There were signs of a recovery in the month of June alone when gross domestic product grew by 8.7 per cent from May, the Office for National Statistics said.

That was just above economists' average expectation in a Reuters poll for an 8 per cent rise. Growth in May was revised up too.

"The recession brought on by the coronavirus pandemic has led to the biggest fall in quarterly GDP on record," Jonathan Athow of the Office for National Statistics said.

"The economy began to bounce back in June... Despite this, GDP in June still remains a sixth below its level in February, before the virus struck."

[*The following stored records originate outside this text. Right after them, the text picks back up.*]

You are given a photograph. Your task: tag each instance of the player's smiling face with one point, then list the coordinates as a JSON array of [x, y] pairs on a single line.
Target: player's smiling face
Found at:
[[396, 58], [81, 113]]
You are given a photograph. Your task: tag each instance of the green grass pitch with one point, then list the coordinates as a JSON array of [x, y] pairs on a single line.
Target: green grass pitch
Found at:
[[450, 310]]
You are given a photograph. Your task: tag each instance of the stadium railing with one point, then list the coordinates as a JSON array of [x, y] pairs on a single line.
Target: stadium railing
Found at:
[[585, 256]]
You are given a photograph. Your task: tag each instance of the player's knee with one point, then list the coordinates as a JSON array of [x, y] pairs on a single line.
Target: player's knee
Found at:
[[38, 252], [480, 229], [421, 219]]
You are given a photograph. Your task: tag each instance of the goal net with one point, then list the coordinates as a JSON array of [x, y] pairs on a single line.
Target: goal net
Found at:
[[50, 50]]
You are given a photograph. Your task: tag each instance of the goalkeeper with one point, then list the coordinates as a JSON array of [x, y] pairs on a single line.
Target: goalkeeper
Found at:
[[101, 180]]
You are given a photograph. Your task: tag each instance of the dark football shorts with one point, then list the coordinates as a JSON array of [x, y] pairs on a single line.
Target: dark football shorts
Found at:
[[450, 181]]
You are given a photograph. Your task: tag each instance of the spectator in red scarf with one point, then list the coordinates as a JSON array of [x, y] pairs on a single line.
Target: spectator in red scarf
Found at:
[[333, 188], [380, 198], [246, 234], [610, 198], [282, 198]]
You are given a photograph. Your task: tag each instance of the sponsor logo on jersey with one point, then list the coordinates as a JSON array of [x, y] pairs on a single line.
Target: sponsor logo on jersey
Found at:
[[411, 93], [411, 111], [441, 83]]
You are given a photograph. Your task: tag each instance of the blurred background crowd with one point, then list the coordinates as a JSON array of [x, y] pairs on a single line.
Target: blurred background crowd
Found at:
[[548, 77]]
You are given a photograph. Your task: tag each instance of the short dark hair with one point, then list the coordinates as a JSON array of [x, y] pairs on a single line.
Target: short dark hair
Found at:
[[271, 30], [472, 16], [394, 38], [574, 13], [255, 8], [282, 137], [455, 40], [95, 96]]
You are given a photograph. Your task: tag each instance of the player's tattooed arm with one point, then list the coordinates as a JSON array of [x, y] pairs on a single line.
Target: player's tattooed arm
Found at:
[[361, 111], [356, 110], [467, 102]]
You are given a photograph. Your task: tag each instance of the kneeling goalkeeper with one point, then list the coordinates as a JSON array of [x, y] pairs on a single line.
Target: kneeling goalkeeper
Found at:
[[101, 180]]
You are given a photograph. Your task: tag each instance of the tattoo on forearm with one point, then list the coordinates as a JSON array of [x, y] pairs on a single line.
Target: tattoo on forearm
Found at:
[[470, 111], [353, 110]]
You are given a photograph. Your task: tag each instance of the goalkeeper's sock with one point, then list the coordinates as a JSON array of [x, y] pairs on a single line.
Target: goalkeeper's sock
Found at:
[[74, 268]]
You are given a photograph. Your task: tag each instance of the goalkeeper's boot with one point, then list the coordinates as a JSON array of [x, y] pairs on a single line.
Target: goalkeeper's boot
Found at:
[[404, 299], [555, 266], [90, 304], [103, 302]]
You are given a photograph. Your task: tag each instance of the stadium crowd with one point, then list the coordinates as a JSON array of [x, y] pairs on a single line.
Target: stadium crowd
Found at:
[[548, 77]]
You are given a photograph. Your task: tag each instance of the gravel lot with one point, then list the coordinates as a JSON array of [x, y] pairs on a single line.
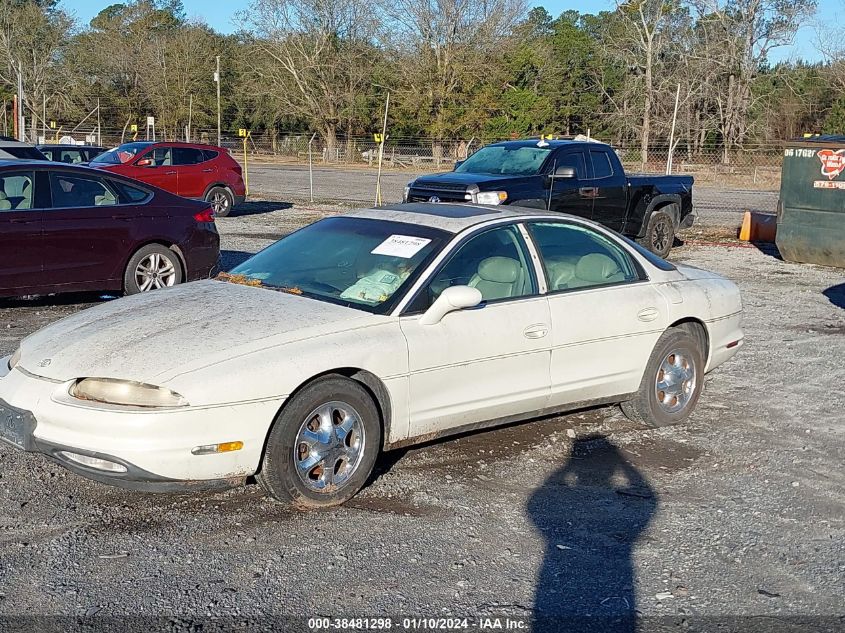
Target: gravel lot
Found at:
[[738, 512]]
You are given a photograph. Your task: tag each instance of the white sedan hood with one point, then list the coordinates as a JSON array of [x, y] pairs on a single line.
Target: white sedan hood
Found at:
[[154, 336]]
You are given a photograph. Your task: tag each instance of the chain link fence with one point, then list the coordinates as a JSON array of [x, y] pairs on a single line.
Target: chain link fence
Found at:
[[303, 167]]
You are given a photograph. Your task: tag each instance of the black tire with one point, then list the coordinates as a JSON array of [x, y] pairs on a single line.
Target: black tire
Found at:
[[646, 407], [281, 475], [221, 200], [168, 272], [659, 234]]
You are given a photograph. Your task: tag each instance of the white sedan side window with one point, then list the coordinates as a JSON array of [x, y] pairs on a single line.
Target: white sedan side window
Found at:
[[576, 257]]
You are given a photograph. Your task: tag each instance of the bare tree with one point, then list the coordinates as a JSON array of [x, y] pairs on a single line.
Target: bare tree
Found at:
[[35, 38], [311, 57], [737, 37], [443, 47], [638, 36]]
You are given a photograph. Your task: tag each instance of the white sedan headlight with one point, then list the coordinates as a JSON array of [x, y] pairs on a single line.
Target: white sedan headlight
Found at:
[[491, 197], [15, 359], [126, 393]]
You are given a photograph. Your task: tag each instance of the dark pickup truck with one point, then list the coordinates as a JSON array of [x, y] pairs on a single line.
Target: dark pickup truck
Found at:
[[580, 177]]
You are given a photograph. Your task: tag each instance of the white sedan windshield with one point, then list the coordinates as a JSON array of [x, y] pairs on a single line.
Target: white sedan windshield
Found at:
[[358, 262]]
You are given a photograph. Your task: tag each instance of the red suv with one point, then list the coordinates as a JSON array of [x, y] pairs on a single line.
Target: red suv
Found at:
[[190, 170]]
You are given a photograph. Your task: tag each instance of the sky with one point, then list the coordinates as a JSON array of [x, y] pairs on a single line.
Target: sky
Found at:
[[219, 14]]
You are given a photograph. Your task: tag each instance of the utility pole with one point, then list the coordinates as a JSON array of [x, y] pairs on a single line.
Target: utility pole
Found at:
[[190, 113], [21, 122], [217, 81]]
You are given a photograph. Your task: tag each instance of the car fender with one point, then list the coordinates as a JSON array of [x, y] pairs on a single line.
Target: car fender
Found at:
[[649, 204], [370, 355]]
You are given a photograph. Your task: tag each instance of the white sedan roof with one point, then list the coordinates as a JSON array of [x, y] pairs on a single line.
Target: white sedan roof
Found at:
[[453, 218]]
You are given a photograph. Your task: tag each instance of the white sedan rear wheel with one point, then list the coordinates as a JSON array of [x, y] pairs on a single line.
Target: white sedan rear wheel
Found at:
[[672, 381]]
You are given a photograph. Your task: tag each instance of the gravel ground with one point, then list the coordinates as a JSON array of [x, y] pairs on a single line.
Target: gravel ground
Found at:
[[738, 512]]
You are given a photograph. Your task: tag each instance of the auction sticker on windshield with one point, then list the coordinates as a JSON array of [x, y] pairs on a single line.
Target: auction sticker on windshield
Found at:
[[404, 246]]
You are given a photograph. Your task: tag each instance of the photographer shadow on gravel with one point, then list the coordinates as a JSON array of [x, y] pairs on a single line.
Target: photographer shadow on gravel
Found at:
[[591, 513]]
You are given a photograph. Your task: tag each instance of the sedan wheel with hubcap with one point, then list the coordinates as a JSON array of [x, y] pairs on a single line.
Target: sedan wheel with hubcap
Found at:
[[323, 445], [671, 383], [151, 268], [329, 446], [155, 271], [675, 382]]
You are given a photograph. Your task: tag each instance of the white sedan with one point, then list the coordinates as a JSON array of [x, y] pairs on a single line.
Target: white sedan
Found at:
[[361, 333]]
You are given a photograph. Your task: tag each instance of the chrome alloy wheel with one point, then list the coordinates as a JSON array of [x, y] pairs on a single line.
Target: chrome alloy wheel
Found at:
[[675, 382], [219, 202], [155, 271], [329, 446]]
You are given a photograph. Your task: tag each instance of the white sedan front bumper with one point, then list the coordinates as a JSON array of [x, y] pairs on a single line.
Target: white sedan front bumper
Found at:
[[153, 446]]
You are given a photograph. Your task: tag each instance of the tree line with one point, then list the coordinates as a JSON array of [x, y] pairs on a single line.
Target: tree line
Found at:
[[482, 69]]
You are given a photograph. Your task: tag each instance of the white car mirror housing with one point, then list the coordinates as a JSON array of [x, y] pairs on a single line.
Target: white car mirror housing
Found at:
[[451, 299]]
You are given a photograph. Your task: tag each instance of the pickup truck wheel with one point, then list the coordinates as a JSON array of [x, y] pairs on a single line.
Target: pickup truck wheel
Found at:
[[659, 234]]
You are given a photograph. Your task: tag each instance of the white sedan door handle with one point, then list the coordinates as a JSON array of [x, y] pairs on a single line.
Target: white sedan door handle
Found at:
[[648, 314], [538, 330]]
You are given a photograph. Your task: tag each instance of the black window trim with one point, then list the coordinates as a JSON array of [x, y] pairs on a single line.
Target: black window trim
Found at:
[[600, 150], [112, 184], [33, 183], [642, 275], [568, 150], [455, 247]]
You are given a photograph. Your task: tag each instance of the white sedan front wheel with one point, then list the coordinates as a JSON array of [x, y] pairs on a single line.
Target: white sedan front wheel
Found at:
[[323, 444]]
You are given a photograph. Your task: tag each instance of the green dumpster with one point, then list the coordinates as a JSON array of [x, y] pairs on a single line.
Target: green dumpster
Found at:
[[811, 209]]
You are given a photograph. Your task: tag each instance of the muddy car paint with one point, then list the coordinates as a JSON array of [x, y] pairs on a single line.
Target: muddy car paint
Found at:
[[236, 376]]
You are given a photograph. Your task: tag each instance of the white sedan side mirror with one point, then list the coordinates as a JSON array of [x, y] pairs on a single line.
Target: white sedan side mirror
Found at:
[[451, 299]]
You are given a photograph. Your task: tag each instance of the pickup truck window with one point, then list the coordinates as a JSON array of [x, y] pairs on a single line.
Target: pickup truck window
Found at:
[[575, 160], [601, 164], [578, 257], [503, 160]]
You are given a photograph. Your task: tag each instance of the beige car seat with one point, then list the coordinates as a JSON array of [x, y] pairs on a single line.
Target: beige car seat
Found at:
[[560, 272], [498, 278], [596, 269]]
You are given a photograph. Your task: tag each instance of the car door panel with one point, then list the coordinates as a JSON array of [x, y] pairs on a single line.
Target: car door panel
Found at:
[[601, 340], [478, 365], [610, 201], [161, 173], [605, 316], [86, 243], [193, 171], [21, 243], [484, 363], [572, 195]]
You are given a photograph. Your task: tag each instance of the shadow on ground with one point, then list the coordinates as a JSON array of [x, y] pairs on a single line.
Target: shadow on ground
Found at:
[[230, 259], [80, 299], [591, 512], [257, 207], [836, 295]]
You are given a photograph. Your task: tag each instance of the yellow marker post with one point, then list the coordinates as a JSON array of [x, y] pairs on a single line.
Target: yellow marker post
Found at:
[[245, 135]]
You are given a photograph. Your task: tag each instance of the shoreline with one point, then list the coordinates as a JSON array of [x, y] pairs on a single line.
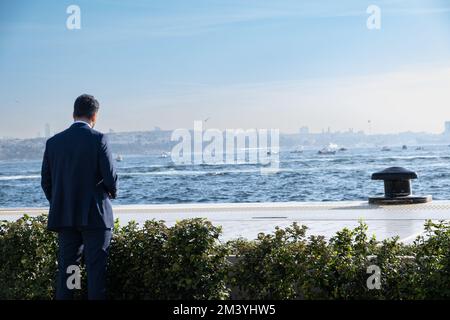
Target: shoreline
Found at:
[[248, 219]]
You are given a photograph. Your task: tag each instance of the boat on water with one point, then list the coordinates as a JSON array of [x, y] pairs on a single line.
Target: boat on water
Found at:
[[298, 150], [328, 150]]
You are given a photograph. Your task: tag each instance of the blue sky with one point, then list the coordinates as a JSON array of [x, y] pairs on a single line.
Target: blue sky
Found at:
[[249, 63]]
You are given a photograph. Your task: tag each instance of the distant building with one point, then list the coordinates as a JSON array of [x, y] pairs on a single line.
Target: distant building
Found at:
[[304, 130], [447, 128]]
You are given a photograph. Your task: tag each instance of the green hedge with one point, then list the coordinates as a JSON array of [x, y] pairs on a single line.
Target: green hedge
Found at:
[[187, 261]]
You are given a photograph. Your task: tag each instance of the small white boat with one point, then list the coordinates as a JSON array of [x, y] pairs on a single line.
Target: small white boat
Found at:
[[329, 150], [298, 150]]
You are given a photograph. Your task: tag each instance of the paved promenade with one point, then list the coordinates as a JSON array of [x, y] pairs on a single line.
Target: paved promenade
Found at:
[[247, 220]]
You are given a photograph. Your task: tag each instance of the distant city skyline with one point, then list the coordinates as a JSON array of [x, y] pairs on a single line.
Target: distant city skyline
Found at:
[[279, 64]]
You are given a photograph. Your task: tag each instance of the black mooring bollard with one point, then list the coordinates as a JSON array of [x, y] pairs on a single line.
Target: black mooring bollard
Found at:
[[397, 187]]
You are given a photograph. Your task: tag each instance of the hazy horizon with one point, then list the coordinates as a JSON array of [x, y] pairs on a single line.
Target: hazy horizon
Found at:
[[279, 64]]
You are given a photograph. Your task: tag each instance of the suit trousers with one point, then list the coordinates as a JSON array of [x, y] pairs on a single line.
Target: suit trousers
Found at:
[[73, 243]]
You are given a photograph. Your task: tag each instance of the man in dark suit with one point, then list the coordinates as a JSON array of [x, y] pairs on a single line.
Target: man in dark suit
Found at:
[[79, 179]]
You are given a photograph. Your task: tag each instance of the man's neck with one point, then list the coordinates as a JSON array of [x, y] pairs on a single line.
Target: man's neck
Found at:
[[83, 121]]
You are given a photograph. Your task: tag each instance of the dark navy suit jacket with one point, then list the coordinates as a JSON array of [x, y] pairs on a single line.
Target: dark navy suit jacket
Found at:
[[78, 179]]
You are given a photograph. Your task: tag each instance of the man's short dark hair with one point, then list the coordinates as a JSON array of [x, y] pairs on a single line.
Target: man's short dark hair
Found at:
[[85, 106]]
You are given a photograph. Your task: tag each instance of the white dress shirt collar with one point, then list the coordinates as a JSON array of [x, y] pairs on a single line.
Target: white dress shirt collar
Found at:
[[81, 121]]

Last week, the Bank of England forecast it would take until the final quarter of 2021 for the economy to regain its previous size, and warned unemployment was likely to rise sharply.

The second-quarter slump in GDP was almost exactly in line with economists' in a Reuters poll, and exceeded the 12.1 per cent drop in the eurozone and the 9.5 per cent quarter-on-quarter fall in the United States.

"Today's figures confirm that hard times are here," finance minister Rishi Sunak said. "Hundreds of thousands of people have already lost their jobs, and sadly in the coming months many more will."

The level of output in June was 16.8 per cent below its level a year earlier, compared with a 23.3 per cent fall for May.

British GDP shrank by 2.2 per cent in the first quarter of the year, reflecting the lockdown that started on March 24.